This Week in Armenian History

Birth of Anthony Krafft-Bonnard (June 15, 1869)

Less known than some of his European colleagues, Anthony Krafft-Bonnard was a longtime defender of Armenian humanitarian and political causes in Switzerland. 

He was born on June 15, 1869, in Aigle (canton of Vaud, Switzerland). He studied at the Faculty of Theology of the Free Church of Lausanne, where he met his wife Helène Bonnard, who was his support and right arm in his struggle for the Armenians. 

Pastor Krafft-Bonnard was among the first to delve into aid for Armenia following the news about the Hamidian massacres in 1895-1896. In fall 1896, the different committees organized in many Swiss cantons united to form the Conference of Swiss Committees of Aid to Armenians, presided by Prof. Georges Godet, and send assistance to be distributed in place by American missionaries. In the same meeting, another initiative saw the light, which would last about half a century: to move Armenian orphans to Switzerland, where they would be received by families who would take care of the financial and educational burden. Krafft-Bonnard, who chaired the committee in charge, received the first orphan in 1897.  

In December 1918, after the armistice that ended World War I, a new reorganization took place and the Federation of Swiss Committees Friend of Armenians was born. Kraft-Bonnard became its general secretary. He was the driving force behind the Philo-Armenian International League, created in the summer of 1920 in Paris, becoming first its secretary and then president. He was an indefatigable defender of Armenian rights, denouncing the betrayal of the promises made to Armeinans after the war. He published about twenty books and booklets in French on Armenian issues alone between 1919 and 1935.  

In 1921, due to the influx of Armenian refugees in Switzerland, Krafft-Bonnard suggested to the Central Committee the creation of an Armenian home to host needy refugees. The committee refused to take the administrative and financial responsibility and suggested creating a special committee. The association “Le Foyer Arménien” was created in June 1921 as an initiative of Krafft-Bonnard, and a house bought to that end in Begnins, near Geneva, received its first refugees a month later. In 1922, the Swiss orphanage of Sivas, which had already found refuge in Constantinople due to the Kemalist threat, was moved to Switzerland. After 1922, 250 refugees and 174 orphans found safe shelter in the Armenian home. Soon, a second home was created in Geneva. 

Anthony KrafftBonnard resigned from his parish duties to devote himself entirely to the Armenian orphans in Switzerland, who continued arriving until 1929.  
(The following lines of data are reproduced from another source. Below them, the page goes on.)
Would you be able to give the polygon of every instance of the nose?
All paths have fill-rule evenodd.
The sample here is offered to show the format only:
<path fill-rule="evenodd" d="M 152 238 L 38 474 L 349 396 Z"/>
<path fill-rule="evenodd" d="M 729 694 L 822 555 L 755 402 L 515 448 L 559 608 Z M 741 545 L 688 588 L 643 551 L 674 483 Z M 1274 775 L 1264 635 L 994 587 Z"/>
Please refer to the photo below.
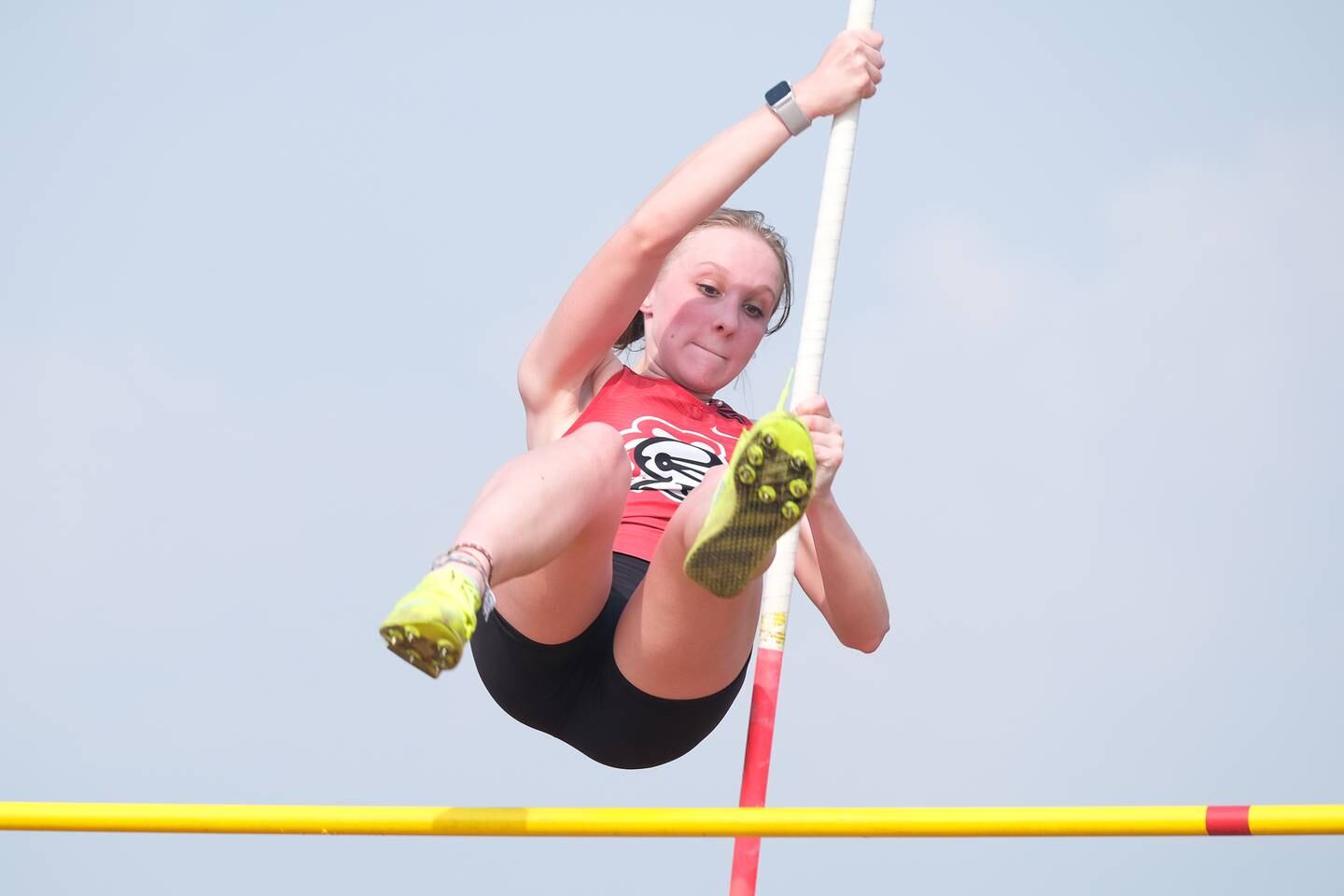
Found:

Begnins was an elementary school bound to give a formation to Armenian children in their mother language, culture, and traditions. Armenian teachers gave courses in Armenian. The program was also adapted to correspond to Swiss public education. Krafft-Bonnard’s primary goal was to create an elite that could replace the losses of the Genocide: “The Armenian school of Begnins-Geneva represents the beginning of the struggle against the danger of denationalization (…). Its goal is to give him [the Armenian student] a higher education, a national culture, and a professional instruction that may allow him becoming a good servant of his nation, an element of national reconstruction.” The home of Begnins admitted children until the age of fifteen or sixteen, and then they moved to the home of Geneva to continue their studies.  

Anthony Krafft-Bonnard passed away on October 14, 1945, in Geneva.